E.M. : Nous n’avons rien du tout à craindre, car l’histoire n’est pas quelque chose qu’il faut craindre. Les mêmes causes provoquent les mêmes effets. L’histoire agit tout simplement. Partout sur le continent noir, des individus demeurent pendant trop longtemps au pouvoir et ne se rendent pas compte qu’ils fatiguent la population, que celle-ci est lassée de les voir. Ces individus, en vérité, finissent par tomber dans leur propre piège, celui de la propagande politique. Ils ordonnent à leurs partis d’étouffer l’opinion publique à travers, dans le cas du Cameroun, par exemple, d’interminables « motions de soutiens », et se mettent à penser que le peuple est avec eux. Ils remportent, par des intimidations, les élections aux scores ô combiens extravagants de 80% voire plus, et sont convaincus qu’ils sont populaires. Or, ils ont déversé l’administration publique à travers le territoire national pour assiéger les électeurs (au Cameroun ce sont plus de dix mille fonctionnaires, plus de cinq mille véhicules administratifs et plus de deux millions de litres d’essence, que le régime déploie pour Paul Biya à chaque scrutin, et rien pour l’opposition). Ils ont asséché la trésorerie des partis politiques de l’opposition (à la veille de chaque scrutin, c’est-à-dire près d’un an avant, au Cameroun, l’Etat cesse de payer les factures des particuliers pour éviter que ceux-ci ne financent l’opposition). Ils ont, en plus, bourré les urnes. Mais, tout cela, ils l’oublient. Alors, au bout d’un moment, malheureusement, la vraie voix du peuple, son authentique voix, se fait finalement entendre. Et, ça donne les événements de février 2008, au Cameroun, et, ça donne le renversement de Mamadou Tanja au Niger, et, ça donne le renversement de Ben Ali en Tunisie, etc.
 
Quel rôle l’armée nationale doit-elle jouer en de pareilles circonstances et comment voyez-vous l’avenir proche de la Tunisie?

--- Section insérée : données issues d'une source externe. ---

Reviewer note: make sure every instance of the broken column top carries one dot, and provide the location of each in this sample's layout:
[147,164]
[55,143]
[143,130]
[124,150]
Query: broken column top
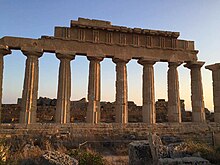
[106,25]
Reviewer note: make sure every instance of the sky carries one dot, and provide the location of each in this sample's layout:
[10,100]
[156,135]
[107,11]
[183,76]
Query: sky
[196,20]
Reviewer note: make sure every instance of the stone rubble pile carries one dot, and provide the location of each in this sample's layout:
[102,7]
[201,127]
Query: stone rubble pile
[57,158]
[154,152]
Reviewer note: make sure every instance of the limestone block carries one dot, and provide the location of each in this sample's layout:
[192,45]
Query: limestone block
[140,153]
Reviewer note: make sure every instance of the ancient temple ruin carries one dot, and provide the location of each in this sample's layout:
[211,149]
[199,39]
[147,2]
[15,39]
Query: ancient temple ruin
[97,40]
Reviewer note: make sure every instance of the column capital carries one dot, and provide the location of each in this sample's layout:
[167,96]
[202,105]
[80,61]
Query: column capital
[194,64]
[174,64]
[95,58]
[146,61]
[65,55]
[119,60]
[213,67]
[4,50]
[29,51]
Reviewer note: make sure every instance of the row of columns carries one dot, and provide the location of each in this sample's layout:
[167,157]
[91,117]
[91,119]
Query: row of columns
[30,89]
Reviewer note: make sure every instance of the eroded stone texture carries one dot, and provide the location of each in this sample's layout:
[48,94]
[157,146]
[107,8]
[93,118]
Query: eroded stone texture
[215,68]
[174,112]
[198,112]
[3,51]
[64,87]
[30,88]
[148,108]
[93,109]
[121,102]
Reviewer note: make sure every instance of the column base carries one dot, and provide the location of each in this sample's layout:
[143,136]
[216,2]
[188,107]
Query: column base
[93,112]
[198,117]
[27,117]
[121,113]
[173,116]
[217,117]
[149,117]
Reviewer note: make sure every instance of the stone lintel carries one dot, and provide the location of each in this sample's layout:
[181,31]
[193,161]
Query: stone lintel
[95,58]
[65,55]
[53,44]
[144,61]
[213,67]
[4,50]
[29,51]
[106,25]
[194,64]
[175,64]
[119,60]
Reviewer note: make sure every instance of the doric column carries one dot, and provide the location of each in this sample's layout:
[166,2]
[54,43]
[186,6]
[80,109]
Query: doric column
[64,87]
[215,68]
[198,112]
[30,87]
[174,111]
[93,109]
[121,102]
[4,50]
[148,93]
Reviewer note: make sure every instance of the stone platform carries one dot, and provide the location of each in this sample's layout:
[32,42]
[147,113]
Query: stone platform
[103,132]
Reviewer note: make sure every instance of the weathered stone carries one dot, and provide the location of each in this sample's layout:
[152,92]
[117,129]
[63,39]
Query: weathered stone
[30,87]
[174,112]
[148,108]
[64,87]
[4,50]
[140,153]
[93,109]
[215,68]
[121,101]
[198,112]
[57,158]
[184,161]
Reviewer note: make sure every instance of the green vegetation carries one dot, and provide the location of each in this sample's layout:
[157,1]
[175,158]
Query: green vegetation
[210,153]
[87,157]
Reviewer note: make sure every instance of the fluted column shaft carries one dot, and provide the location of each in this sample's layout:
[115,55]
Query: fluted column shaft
[121,102]
[174,111]
[64,88]
[30,87]
[148,92]
[215,68]
[198,112]
[3,51]
[93,109]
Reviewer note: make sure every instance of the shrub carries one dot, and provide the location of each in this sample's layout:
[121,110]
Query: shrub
[87,157]
[206,151]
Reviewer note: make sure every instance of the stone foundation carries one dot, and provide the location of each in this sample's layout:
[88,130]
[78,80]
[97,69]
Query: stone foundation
[103,132]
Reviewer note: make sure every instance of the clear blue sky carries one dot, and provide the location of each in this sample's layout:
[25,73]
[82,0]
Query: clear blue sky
[196,20]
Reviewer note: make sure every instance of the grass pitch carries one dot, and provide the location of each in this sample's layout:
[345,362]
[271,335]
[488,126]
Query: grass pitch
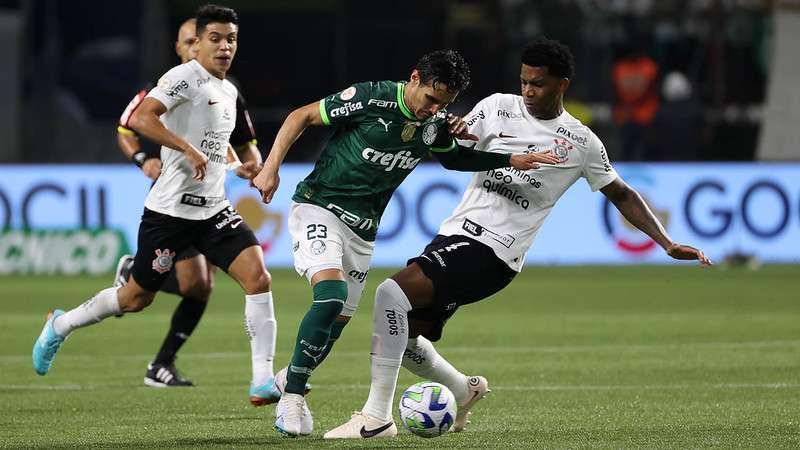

E.M. : L’armée n’est pas là pour se mêler de politique. Quant à l’avenir politique immédiat de la Tunisie, je ne peux rien dire pour le moment. C’est beaucoup trop tôt.

Alors que les Africains sont divisés sur le rôle que joue la communauté internationale en Côte d'Ivoire actuellement, c’est la rue qui décide en Tunisie. Comment appréciez-vous ces deux situations? Sont-elles complémentaires ou tout à fait contradictoire à votre avis?

E.M. : Non. Qui a le peuple avec lui, a le pouvoir avec lui. La « Communauté internationale » ne peut orchestrer que des coups d’Etats, comme au Congo Léopoldville contre Lumumba, en 1960, où l’ONU avait joué un sale rôle, comme actuellement en Côte d’Ivoire contre Laurent Ggagbo, où également l’ONU tente de répéter son sale rôle du Congo.  Il faudrait bien comprendre une chose. Qu’est-ce que la « Communauté internationale » ω Ce sont les intérêts des pays occidentaux, et rien d’autre. Quiconque ne le comprend pas, ne comprend pas la politique. Il faut abandonner les réactions épidermiques. 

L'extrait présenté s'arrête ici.